Ninas Wesen heissen Kadidscha und Kochia. «Das sind meine besten Freundinnen», erklärt Nina den anfangs irritierten Eltern. Und beste Freundinnen kommen überall mit hin. Zum Beispiel in den Supermarkt. Dort sitzen die drei gemeinsam im Einkaufswagen, was dann immer ein ziemliches Gedränge gibt und Nina aufpassen muss, dass Mama den Freundinnen nicht die Packung Klopapier auf den Kopf haut. Dass die Freundinnen am Abendessen teilnehmen, versteht sich von selbst, es stehen immer zwei Gedecke mehr auf dem Tisch.
Immer nett und lustig
Und dass Ninas ältere Brüder darüber lachen und Sprüche machen, das nimmt die Fünfjährige relativ gelassen hin. «Die wollen einfach nicht, dass ihr Blödmänner sie seht. Das hat mir Kochia eben gerade gesagt.» Kochia und Kadidscha gehen mit Nina durch dick und dünn und abends ins Bett. «Sie sind schon viel grösser als ich, beide mit braunen Haaren, einmal lang und einmal kurz», erklärt Nina das Aussehen der Freundinnen und flüstert der Mutter ins Ohr: «Kochia ist ein bisschen dick, aber das darfst du ihr nicht sagen, sonst ist sie traurig.» Kochia und Kadidscha sind immer nett und lustig und bald schon akzeptierte Familienmitglieder. Und sie bleiben bei Nina, mehr als ein Jahr lang. Bis sie sich nach und nach auflösen. Im Vergessen verschwinden.

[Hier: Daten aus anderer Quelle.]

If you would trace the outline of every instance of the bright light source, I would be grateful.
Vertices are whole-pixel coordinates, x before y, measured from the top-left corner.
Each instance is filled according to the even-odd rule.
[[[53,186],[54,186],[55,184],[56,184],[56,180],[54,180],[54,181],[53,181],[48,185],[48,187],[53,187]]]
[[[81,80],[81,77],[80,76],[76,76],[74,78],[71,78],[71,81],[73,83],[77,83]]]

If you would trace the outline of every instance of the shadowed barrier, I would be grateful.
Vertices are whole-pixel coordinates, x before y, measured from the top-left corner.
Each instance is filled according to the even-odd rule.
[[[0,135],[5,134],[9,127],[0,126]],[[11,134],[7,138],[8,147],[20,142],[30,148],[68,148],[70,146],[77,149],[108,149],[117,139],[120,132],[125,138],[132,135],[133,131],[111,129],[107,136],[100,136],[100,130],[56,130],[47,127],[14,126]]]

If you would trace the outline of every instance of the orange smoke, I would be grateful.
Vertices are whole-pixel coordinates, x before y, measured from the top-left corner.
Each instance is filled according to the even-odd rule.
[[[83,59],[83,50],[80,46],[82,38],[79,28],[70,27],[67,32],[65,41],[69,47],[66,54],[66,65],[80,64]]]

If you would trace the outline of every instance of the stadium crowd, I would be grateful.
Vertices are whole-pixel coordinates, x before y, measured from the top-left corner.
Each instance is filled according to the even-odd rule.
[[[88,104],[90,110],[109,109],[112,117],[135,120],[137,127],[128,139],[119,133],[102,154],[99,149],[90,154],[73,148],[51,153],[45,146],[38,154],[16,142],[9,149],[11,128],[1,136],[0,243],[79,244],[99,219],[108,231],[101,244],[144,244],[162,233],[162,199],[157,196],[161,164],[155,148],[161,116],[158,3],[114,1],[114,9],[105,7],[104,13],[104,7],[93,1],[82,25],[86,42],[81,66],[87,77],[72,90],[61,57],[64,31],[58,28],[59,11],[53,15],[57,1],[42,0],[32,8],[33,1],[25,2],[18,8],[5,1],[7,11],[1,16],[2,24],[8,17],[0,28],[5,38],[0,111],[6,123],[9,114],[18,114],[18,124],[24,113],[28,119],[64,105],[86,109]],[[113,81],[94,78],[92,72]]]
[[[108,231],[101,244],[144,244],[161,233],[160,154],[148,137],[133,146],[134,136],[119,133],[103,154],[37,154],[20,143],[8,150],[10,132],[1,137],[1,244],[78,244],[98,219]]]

Es sind vor allem Drei- bis Siebenjährige, die für eine Weile mit solchen Fantasiefiguren leben. Die Kinder spielen und sprechen mit ihren Wesen, die einen sind wahre Riesen, andere haben Platz in der Hand oder in der Hosentasche. Oft sind es menschliche Wesen, es gibt aber auch Fantasiegestalten oder Tiere. Wie zum Beispiel bei Aisha.
Ihre imaginären Freunde sind ein Wolf und zwei Tiger. Der böse Tiger, der liebe Tiger und der liebe Wolf. Doch es ist nicht so, wie es zu sein scheint. Denn der böse Tiger ist der nette, feine, tiefgründige. Er ist Aishas Beschützer. Der liebe Tiger aber macht dauernd Blödsinn, ist rotzfrech und ärgert nicht nur Aisha dauernd, sondern auch die beiden anderen imaginären Freunde. «Nein, das darf man doch gar nicht, schäm dich, lieber Tiger», schimpft Aisha, wenn der liebe Tiger schon wieder dem lieben Wolf eine runtergehauen hat. Und die Vierjährige schämt sich fremd, wenn der liebe Tiger lautstark dem Nachbarsjungen die übelsten Schimpfwörter hinterherschreit. Dann schleift sie ihn an der Pfote rein und er muss den Rest des Tages im Zimmer bleiben. Hausarrest. «Der liebe Wolf, der ist noch sehr scheu», erklärt Aisha, «er versteckt sich immer hinter mir, weil er Angst hat vor dem lieben Tiger.»
So ein imaginärer Freund ist einfach ein unglaublich dufter Typ, der alles kann, alles darf und alles relativ unverletzt überlebt. Der Gefährte kann lieb und hilfsbereit sein, er kann aber auch böse sein, frech, Schimpfwörter brauchen und fluchen. Und muss trotzdem nie mit dem Geschimpfe von Mama oder Papa rechnen. Praktisch sind die Wesen auch darum, weil imaginäre Freunde Felder abdecken können, auf denen sich die Kinder unsicher fühlen. Fachleute nennen sie auch soufflierende Engelchen und Teufelchen, mit denen Kinder die Welt voller Ge- und Verbote durchschiffen können.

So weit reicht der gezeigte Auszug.